The Artificial Intelligence delivering translations between languages has created a model of its own, for translating between languages it has previously not been trained to handle. Google calls this Zero Shot translation.
Artificial intelligences are trained for tasks, which usually involves feeding in tons of data, and the more data that is fed into the system, the more accurate it gets. For example, to train the AI to translate between English and Spanish, the English versions and the acceptable Spanish versions are fed into the machine.
Say the artificial intelligence is trained to translate between English and Spanish, then trained to translate between Italian and Spanish, the machine can fairly accurately translate between English and Italian on its own. This may seem like a trivial task for humans, but for machines, it is particularly challenging. This is the first time machines have demonstrated capabilities of handling translation tasks they were previously untrained for.
In September, Google switched from Phrase-Based Machine Translation (PBMT) to Google Neural Machine Translation (GNMT) for handling translations between Chinese and English. The Chinese and English language pair has historically been difficult for machines to translate, and Google managed to get its system close to human levels of translation by using bilingual people to train the system.
The developments were announced by Google in a blog post, and was accompanied by a research paper published on Arxiv.

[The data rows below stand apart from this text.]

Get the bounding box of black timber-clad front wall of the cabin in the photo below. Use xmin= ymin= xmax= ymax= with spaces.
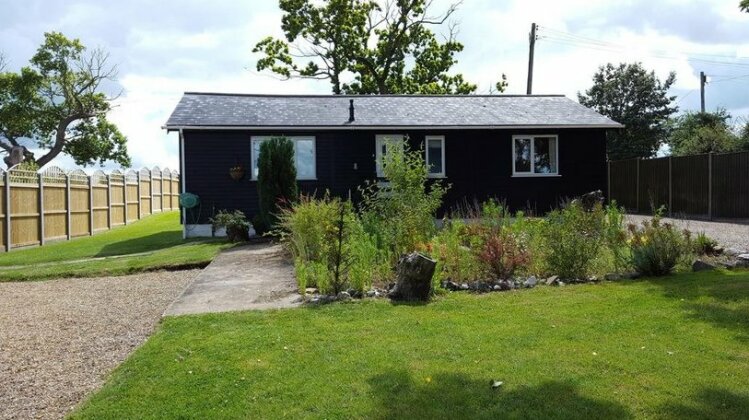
xmin=184 ymin=128 xmax=607 ymax=224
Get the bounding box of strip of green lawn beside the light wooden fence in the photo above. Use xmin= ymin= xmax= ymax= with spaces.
xmin=0 ymin=212 xmax=228 ymax=281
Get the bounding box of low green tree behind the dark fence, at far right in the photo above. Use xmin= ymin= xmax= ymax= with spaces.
xmin=668 ymin=109 xmax=749 ymax=156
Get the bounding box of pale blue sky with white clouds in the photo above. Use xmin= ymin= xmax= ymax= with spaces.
xmin=0 ymin=0 xmax=749 ymax=169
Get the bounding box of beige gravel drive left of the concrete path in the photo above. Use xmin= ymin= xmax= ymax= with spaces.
xmin=0 ymin=270 xmax=200 ymax=419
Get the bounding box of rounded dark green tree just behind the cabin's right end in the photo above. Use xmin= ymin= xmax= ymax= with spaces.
xmin=578 ymin=63 xmax=678 ymax=159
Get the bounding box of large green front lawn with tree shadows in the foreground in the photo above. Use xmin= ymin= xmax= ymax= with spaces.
xmin=73 ymin=271 xmax=749 ymax=419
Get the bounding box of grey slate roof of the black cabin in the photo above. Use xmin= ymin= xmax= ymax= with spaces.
xmin=165 ymin=92 xmax=621 ymax=129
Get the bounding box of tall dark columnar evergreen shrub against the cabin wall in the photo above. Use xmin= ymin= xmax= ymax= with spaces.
xmin=253 ymin=137 xmax=297 ymax=234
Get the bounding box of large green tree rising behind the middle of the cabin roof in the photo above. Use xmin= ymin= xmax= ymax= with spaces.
xmin=253 ymin=0 xmax=482 ymax=94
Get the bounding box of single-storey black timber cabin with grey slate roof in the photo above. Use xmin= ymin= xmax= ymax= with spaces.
xmin=165 ymin=92 xmax=622 ymax=236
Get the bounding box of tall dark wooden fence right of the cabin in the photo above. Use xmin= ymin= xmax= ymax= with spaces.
xmin=608 ymin=152 xmax=749 ymax=219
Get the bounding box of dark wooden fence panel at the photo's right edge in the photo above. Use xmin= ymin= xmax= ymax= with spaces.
xmin=712 ymin=152 xmax=749 ymax=218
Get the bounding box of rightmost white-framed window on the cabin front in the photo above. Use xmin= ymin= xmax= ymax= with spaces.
xmin=512 ymin=135 xmax=559 ymax=176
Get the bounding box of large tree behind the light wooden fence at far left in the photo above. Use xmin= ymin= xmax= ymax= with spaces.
xmin=0 ymin=32 xmax=130 ymax=166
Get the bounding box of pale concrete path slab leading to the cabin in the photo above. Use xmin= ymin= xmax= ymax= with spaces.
xmin=164 ymin=244 xmax=302 ymax=316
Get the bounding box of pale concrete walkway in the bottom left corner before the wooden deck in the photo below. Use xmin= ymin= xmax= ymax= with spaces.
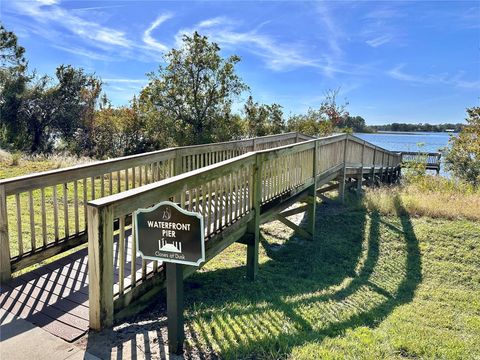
xmin=0 ymin=309 xmax=99 ymax=360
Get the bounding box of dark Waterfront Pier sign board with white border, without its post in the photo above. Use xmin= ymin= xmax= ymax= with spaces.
xmin=134 ymin=201 xmax=205 ymax=266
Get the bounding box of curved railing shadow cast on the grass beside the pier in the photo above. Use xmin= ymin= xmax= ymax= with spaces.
xmin=182 ymin=198 xmax=421 ymax=358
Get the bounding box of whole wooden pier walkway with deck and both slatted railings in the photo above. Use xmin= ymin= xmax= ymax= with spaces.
xmin=0 ymin=133 xmax=402 ymax=341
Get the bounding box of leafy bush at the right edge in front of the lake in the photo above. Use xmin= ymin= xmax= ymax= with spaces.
xmin=445 ymin=107 xmax=480 ymax=187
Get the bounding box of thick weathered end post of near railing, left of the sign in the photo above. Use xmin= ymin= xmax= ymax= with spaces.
xmin=87 ymin=205 xmax=113 ymax=331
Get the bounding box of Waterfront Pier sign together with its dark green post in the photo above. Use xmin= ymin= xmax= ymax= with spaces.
xmin=134 ymin=201 xmax=205 ymax=354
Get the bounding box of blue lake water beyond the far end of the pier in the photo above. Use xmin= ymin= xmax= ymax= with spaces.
xmin=354 ymin=132 xmax=455 ymax=177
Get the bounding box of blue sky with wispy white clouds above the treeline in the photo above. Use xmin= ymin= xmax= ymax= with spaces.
xmin=1 ymin=0 xmax=480 ymax=124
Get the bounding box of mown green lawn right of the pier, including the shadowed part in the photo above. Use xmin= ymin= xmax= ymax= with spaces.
xmin=176 ymin=197 xmax=480 ymax=359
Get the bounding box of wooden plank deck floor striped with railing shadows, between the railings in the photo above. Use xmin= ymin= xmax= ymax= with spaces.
xmin=0 ymin=191 xmax=251 ymax=342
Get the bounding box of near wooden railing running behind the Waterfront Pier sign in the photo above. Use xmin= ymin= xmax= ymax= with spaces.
xmin=87 ymin=135 xmax=401 ymax=329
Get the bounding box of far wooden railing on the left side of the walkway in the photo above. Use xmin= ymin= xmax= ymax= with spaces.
xmin=0 ymin=133 xmax=310 ymax=280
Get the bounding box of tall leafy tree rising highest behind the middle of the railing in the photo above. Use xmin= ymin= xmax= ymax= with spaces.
xmin=140 ymin=32 xmax=247 ymax=145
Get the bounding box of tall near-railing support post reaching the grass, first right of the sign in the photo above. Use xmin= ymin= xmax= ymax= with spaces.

In November, Google Translate got its biggest ever update, with GNMT rolled out for eight language pairs. French, German, Japanese, Korean, Portuguese, Spanish and Turkish were added to English and Chinese, making GNMT available for 35 percent of the translation requests on Google. Google planned to add GNMT for all 103 languages in Google Translate. That would mean feeding in data for 103^2 language pairs, and the artificial intelligence would have to handle 10,609 models.
Google tackled this problem by allowing a single system to translate between multiple languages. The knowledge required for translation is shared across language pairs, and this forces the system to better use its modelling powers. When the translation knowledge was shared, curious Google Engineers checked if the AI could translate between language pairs it was not explicitly trained on before. This was the first time machine based translation has successfully translated sentences using knowledge gained from training to tranlsate other languages.
Google engineers were curious about how the AI was managing to do this. Using a plotter integrated into TensorFlow, Google engineers peeked into the mind of the artificial intelligence, to see what was going on.
The coloured dots in the image are phrases with the similar meanings bunched together. In the zoomed in view, phrases from three different languages, are grouped together. This is evidence that the machine is saving information about the meaning of the phrases, instead of just phrase translations. The models created by the machine shows what Google calls a “universal interlingua representation.”
Google celebrated ten years of machine based translations earlier this year. Over one billion words are translated every day.